By Charlie J. Hughes
When Sierra Leoneans go to the polls in June 2023, it will be the country’s fifth routine multiparty election since 2002. Sierra Leone has achieved a great feat that would be the envy of most countries on the continent. While arguments can always be made about the quality of governance in any country, Sierra Leoneans still put their trust in multiparty politics (see Afrobarometer survey). Sierra Leoneans’ trust in multiparty politics, however, should not disguise our unease with certain failures of electoral politics over the years. While every election since 2002 has been declared free and fair, they have been accompanied by circumstances of uncivil politics, the mobilization of hate constituencies, and sporadic violence.
The upcoming 2023 general elections should provide us with an opportunity to re-set electoral politics; with a fundamental purpose to minimise the utility of rancor, hate, and violence. The opportunity for a re-set of electoral politics lies in the parliamentary representation system that we opt for in 2023. All over the world, countries do electoral engineering from time to time to respond to changed or emerging contexts.

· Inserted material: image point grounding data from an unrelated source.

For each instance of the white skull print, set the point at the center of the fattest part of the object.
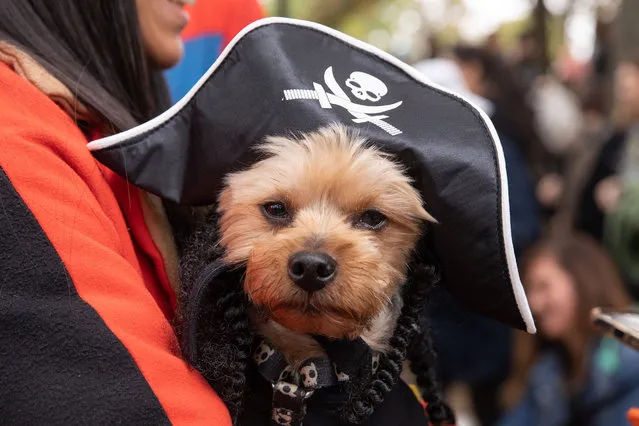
(366, 87)
(283, 416)
(309, 375)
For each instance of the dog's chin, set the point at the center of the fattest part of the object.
(328, 321)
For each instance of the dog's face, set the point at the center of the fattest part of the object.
(326, 226)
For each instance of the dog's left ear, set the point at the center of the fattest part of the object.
(281, 76)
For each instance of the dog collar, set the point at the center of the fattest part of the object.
(292, 387)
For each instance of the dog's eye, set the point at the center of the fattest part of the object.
(371, 219)
(276, 210)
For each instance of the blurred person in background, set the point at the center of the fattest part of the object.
(610, 198)
(473, 350)
(489, 77)
(212, 26)
(568, 374)
(87, 287)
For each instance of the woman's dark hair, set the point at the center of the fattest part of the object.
(513, 116)
(94, 47)
(597, 283)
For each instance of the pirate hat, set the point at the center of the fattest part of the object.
(281, 75)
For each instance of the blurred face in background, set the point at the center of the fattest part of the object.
(473, 76)
(552, 296)
(161, 22)
(627, 93)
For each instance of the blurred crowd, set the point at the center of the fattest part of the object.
(571, 147)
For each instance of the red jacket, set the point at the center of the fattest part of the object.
(85, 305)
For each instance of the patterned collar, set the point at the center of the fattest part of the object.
(291, 388)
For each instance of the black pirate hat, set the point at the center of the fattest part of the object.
(280, 75)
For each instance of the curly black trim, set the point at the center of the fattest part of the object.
(365, 397)
(422, 358)
(223, 332)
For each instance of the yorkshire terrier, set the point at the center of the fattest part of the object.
(323, 229)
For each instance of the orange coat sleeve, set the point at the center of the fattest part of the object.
(82, 339)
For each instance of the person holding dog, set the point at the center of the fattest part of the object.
(86, 300)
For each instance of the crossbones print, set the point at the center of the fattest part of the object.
(363, 86)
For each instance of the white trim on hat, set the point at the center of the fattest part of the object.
(517, 287)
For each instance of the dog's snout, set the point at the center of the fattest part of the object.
(312, 270)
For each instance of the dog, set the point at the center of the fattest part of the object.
(325, 225)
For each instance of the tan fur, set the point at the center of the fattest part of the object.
(326, 178)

After four multiparty general elections in Sierra Leone, the evidence is abundant that single-member constituency representation is fraught with discomforts at several levels.
While other issues, including high levels of illiteracy and poverty, remain at play, it is also a fact that the challenges of uncivil politics in Sierra Leone are significantly hinged on the single-member constituency system. First, a single-member constituency is immanently prone to the utility of rancor, divisiveness, and hate constituencies. In contradistinction to the single-member constituency system, multi-member representation systems, including Proportional Representation, dissuades rancor significantly in one critical way. The fact that everybody will be represented under their preferred party means there is no question of winning at all costs for anybody; a key driver of violence, rancor and divisiveness. Everybody wins irrespective of any imbalance in the proportion of representation of the different parties.

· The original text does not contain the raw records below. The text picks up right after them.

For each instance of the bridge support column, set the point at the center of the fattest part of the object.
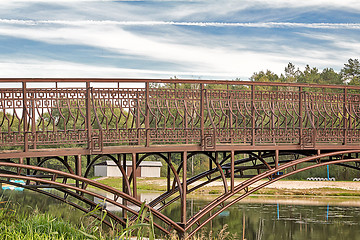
(78, 167)
(124, 202)
(28, 163)
(168, 172)
(232, 171)
(134, 158)
(184, 188)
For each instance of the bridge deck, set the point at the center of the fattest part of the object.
(173, 115)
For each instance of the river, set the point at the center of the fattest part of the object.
(261, 217)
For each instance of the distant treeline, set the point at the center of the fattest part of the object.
(349, 74)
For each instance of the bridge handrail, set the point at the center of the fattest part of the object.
(186, 81)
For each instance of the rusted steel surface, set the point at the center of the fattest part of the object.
(208, 114)
(246, 130)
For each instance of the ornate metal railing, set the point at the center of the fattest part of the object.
(162, 112)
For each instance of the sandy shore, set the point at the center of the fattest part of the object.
(285, 184)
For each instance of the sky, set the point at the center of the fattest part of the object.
(162, 39)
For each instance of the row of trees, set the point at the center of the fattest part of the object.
(349, 74)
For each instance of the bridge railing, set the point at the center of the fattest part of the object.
(163, 112)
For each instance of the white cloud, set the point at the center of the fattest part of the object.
(172, 23)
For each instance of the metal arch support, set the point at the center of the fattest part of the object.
(65, 163)
(218, 166)
(98, 157)
(63, 200)
(84, 191)
(176, 173)
(196, 218)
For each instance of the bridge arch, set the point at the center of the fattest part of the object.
(116, 161)
(80, 191)
(270, 174)
(61, 160)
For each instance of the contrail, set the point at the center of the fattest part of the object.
(198, 24)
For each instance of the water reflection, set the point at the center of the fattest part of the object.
(266, 218)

Single-member constituency representation often warrants expensive campaigns by contestants. Some would cynically suggest that money does not guarantee success at the polls for those seeking parliamentary seats. While this may be true, the abundance of experience points to the fact that a vast majority of candidates decry the cost of their election campaigns. Proportional Representation does not bring huge campaign costs to bear on individual candidates.
The high costs of single-member constituency elections also extend to the state. Take the case where at least a dozen bye-elections have been held in Sierra Leone since
2018; and the associated costs that the Electoral Commission and Law Enforcement agencies have borne. It runs into billions of Leones. An appropriately devised Proportional Representation system dispenses with bye-elections and the associated costs.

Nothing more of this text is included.